なんて言うんだろう…お母さんの手作りの味みたいなものはイギリスにはあるの?
「国際学会いってらっしゃい」P.52,58
なんとか伝わり,返ってきた答えは
I guess boiled egg and toast - that kind of “comfort food” reminds me of my mother. She often made them when I was sick.
ゆで卵とトーストかな―そういった “ホッとする食べ物” を食べると母親を思い出すよ.僕が風邪を引いたときによく作ってくれたんだ.
どうやらおふくろにしか作れない味という意味ではないものの,イギリスにもおふくろの味に近いものがあるみたいですね.
ところで comfort food といえば,comfort zone というフレーズを知っていますか? 日本語で言うなら「安全地帯」でしょうか.
ハリントン教授は僕によく
You’ve got to get out of your comfort zone.
安全地帯から出ていかないとダメだよ
と言います.今までと同じ研究の仕方に固執しないで,新しい手法を試してみなさい.今まで話したことがない人にどんどん話しかけなさい.そういった意味の言葉です.

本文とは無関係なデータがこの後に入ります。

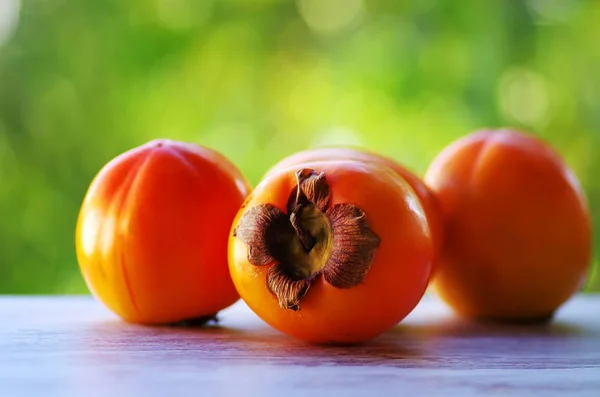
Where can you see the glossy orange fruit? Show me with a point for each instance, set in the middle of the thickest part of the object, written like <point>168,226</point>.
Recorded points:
<point>336,253</point>
<point>152,232</point>
<point>327,153</point>
<point>518,238</point>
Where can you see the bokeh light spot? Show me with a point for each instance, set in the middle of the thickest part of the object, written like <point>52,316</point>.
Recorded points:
<point>9,18</point>
<point>524,97</point>
<point>329,17</point>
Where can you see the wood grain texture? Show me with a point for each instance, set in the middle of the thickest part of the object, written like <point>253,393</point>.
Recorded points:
<point>72,346</point>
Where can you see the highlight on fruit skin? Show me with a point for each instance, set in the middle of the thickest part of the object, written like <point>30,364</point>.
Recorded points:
<point>329,153</point>
<point>337,253</point>
<point>517,227</point>
<point>152,232</point>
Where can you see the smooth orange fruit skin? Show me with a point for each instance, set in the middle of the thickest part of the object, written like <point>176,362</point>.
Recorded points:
<point>518,240</point>
<point>152,232</point>
<point>398,276</point>
<point>428,199</point>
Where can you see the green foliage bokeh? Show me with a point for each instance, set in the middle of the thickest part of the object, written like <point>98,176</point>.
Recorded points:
<point>84,80</point>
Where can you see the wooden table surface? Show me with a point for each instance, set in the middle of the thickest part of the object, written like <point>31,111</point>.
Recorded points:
<point>72,346</point>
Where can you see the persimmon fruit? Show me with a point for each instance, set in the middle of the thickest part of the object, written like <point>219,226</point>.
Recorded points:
<point>152,232</point>
<point>517,227</point>
<point>327,153</point>
<point>337,253</point>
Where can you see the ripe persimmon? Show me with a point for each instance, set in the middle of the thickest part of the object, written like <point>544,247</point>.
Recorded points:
<point>336,253</point>
<point>518,238</point>
<point>152,232</point>
<point>327,153</point>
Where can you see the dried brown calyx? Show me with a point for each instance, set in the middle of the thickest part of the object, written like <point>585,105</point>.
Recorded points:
<point>311,240</point>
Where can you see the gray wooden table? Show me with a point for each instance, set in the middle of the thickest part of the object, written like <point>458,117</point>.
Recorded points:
<point>72,346</point>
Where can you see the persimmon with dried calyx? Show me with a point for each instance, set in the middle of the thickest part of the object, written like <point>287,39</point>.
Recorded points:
<point>518,238</point>
<point>336,253</point>
<point>327,153</point>
<point>152,232</point>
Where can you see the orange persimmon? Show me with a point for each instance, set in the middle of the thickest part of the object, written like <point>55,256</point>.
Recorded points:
<point>327,153</point>
<point>336,253</point>
<point>152,232</point>
<point>518,239</point>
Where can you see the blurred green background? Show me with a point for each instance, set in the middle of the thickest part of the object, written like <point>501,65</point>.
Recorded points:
<point>84,80</point>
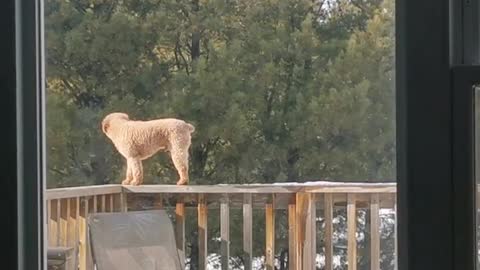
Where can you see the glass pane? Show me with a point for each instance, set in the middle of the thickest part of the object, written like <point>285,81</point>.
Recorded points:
<point>225,112</point>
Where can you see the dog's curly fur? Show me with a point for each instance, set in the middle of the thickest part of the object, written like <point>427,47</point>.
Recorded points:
<point>139,140</point>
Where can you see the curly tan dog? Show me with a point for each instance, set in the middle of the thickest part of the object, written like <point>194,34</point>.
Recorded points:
<point>139,140</point>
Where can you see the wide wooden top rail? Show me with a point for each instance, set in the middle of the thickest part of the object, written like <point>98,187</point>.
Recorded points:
<point>278,188</point>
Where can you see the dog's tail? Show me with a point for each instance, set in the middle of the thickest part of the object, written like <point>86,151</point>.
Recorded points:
<point>190,127</point>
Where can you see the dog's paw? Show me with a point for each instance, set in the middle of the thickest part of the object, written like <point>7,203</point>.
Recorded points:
<point>182,182</point>
<point>135,183</point>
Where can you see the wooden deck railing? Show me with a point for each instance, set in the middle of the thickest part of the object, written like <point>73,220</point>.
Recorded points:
<point>68,208</point>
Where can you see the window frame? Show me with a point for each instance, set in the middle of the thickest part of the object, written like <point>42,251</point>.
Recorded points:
<point>424,137</point>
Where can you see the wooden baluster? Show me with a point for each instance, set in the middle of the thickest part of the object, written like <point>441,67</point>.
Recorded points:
<point>270,234</point>
<point>180,225</point>
<point>103,205</point>
<point>202,232</point>
<point>292,237</point>
<point>328,231</point>
<point>84,261</point>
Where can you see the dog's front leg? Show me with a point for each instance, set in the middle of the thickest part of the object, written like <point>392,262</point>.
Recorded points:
<point>137,171</point>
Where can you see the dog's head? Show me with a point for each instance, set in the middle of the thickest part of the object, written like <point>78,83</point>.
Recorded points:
<point>106,123</point>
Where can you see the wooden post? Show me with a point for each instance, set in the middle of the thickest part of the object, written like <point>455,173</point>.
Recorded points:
<point>225,232</point>
<point>328,205</point>
<point>310,242</point>
<point>202,232</point>
<point>374,233</point>
<point>247,230</point>
<point>270,234</point>
<point>352,231</point>
<point>292,237</point>
<point>103,206</point>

そういえば,この研究所に入りたての頃は、ハリントン教授はよく褒めてくれました.
Coming all the way to England from your home country to study is itself a brave act of getting out of your mental comfort zone.

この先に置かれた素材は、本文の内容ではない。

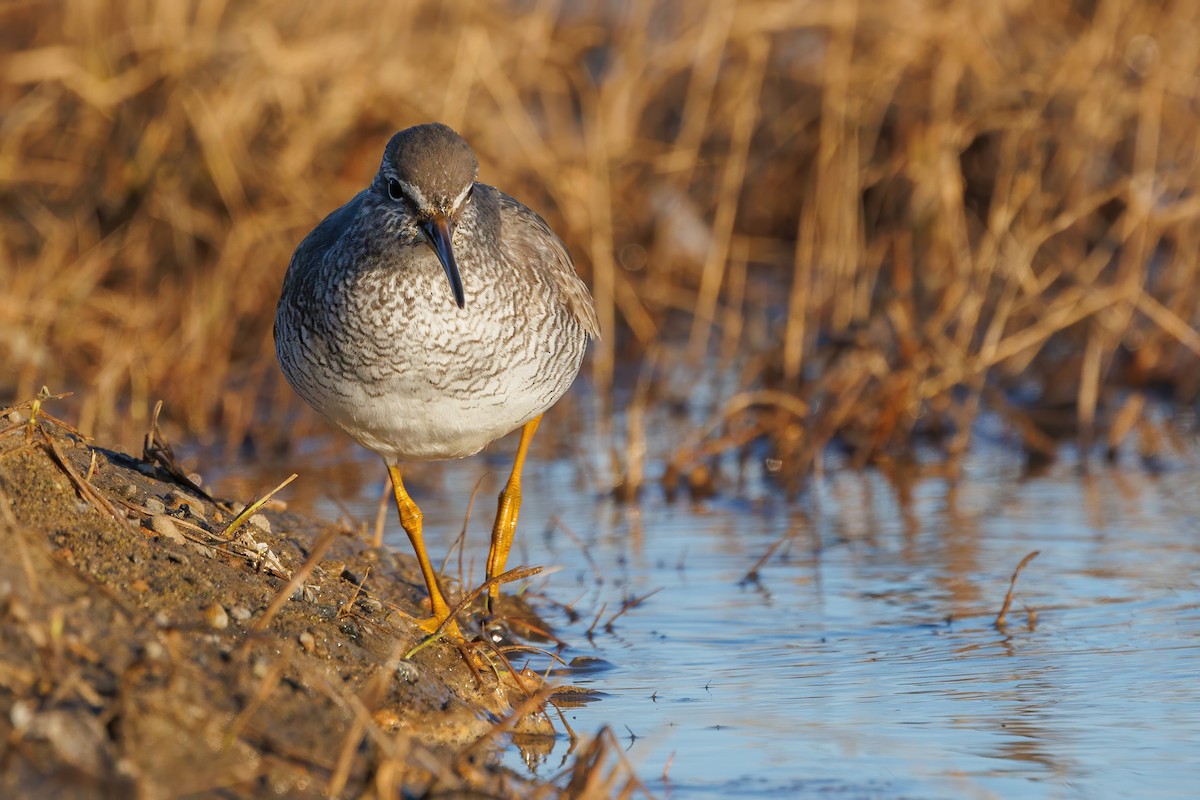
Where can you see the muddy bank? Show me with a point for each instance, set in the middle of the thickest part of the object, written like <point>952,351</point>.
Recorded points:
<point>145,649</point>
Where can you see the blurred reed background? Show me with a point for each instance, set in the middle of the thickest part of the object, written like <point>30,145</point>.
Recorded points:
<point>882,217</point>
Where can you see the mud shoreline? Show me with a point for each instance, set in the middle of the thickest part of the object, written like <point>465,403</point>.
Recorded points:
<point>144,649</point>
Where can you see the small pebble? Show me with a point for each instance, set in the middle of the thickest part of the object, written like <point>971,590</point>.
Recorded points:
<point>179,500</point>
<point>333,567</point>
<point>408,671</point>
<point>165,527</point>
<point>203,549</point>
<point>216,617</point>
<point>387,719</point>
<point>371,605</point>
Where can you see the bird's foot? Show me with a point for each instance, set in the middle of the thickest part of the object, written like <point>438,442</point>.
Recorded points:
<point>433,625</point>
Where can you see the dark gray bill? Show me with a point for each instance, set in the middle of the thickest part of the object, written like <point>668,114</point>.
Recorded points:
<point>437,232</point>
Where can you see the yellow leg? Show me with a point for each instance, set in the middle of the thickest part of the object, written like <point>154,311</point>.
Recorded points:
<point>505,527</point>
<point>411,521</point>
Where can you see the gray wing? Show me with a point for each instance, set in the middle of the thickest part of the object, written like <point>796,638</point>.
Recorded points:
<point>539,245</point>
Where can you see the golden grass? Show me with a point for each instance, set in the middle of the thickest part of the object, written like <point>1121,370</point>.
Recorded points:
<point>889,214</point>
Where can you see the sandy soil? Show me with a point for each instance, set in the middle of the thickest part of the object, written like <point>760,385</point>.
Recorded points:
<point>141,654</point>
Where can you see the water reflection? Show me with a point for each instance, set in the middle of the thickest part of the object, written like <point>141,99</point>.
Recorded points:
<point>846,642</point>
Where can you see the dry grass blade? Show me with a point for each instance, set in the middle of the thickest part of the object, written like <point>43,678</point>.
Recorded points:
<point>87,491</point>
<point>253,507</point>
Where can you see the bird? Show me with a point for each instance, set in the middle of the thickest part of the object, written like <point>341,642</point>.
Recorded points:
<point>429,317</point>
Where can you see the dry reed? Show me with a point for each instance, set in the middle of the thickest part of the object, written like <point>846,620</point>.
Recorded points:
<point>895,214</point>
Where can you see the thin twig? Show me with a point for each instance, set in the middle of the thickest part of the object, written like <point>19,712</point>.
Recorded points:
<point>1012,587</point>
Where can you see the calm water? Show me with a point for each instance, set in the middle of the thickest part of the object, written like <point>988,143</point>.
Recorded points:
<point>864,661</point>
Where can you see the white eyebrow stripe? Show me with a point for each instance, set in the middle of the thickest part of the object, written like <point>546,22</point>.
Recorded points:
<point>413,193</point>
<point>462,196</point>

故郷を離れて遠くイギリスまで研究をしに来たことはまさに,日本という心の安全地帯を飛び出すというすごく勇気の要ることだよ
って.でも最近では
This lab is your new comfort zone. How do you plan to expand yourself further?
この研究所は君の新しい安全地帯だ.これからどうやって自分の世界を広げていくんだね?
ですって.きびしいなー,そりゃホームシックにもなりますよ,と言いたいところですが,教授は僕の将来のことを考えてそう言ってくれているということもよくわかります.
話を食べ物に戻すと,同僚には
Tetsuya has a vast comfort zone in terms of food.
テツヤは食べ物に関しては安全地帯が広大だよね
とからかわれます。みんなで街に遊びに行ったときに,日本では滅多にお目にかかれないレバノン料理屋を見つけました.メニューのなかには羊の腸や睾丸など,見慣れない羊料理が並ぶなか,僕以外のみんなは当たり障りないものばかりを注文していきます.僕は羊タンを頼んでみたら,「羊の舌だぞ!?」と驚かれました.「だって牛タンは美味しいよ」と返したら,「日本では牛の舌を食べるの!?」とさらに驚かれました.
ハッと思い,そこで首を振りながら言ってやりましたよ.
You’ve got to get out of your comfort zone, guys.
安全地帯から出ないとダメだよ,君たち
日本人はいろんな食材を美味しく食べますし,中国の人たちはもっとさまざまな食材を食べるとききます.アジアの人は欧米の人に比べて,食に関してははるかに異文化を理解することができると思います.おふくろの味の味噌汁からレバノンの羊タン料理まで,広い世界を食べ歩けることをちょっと誇りに思いました.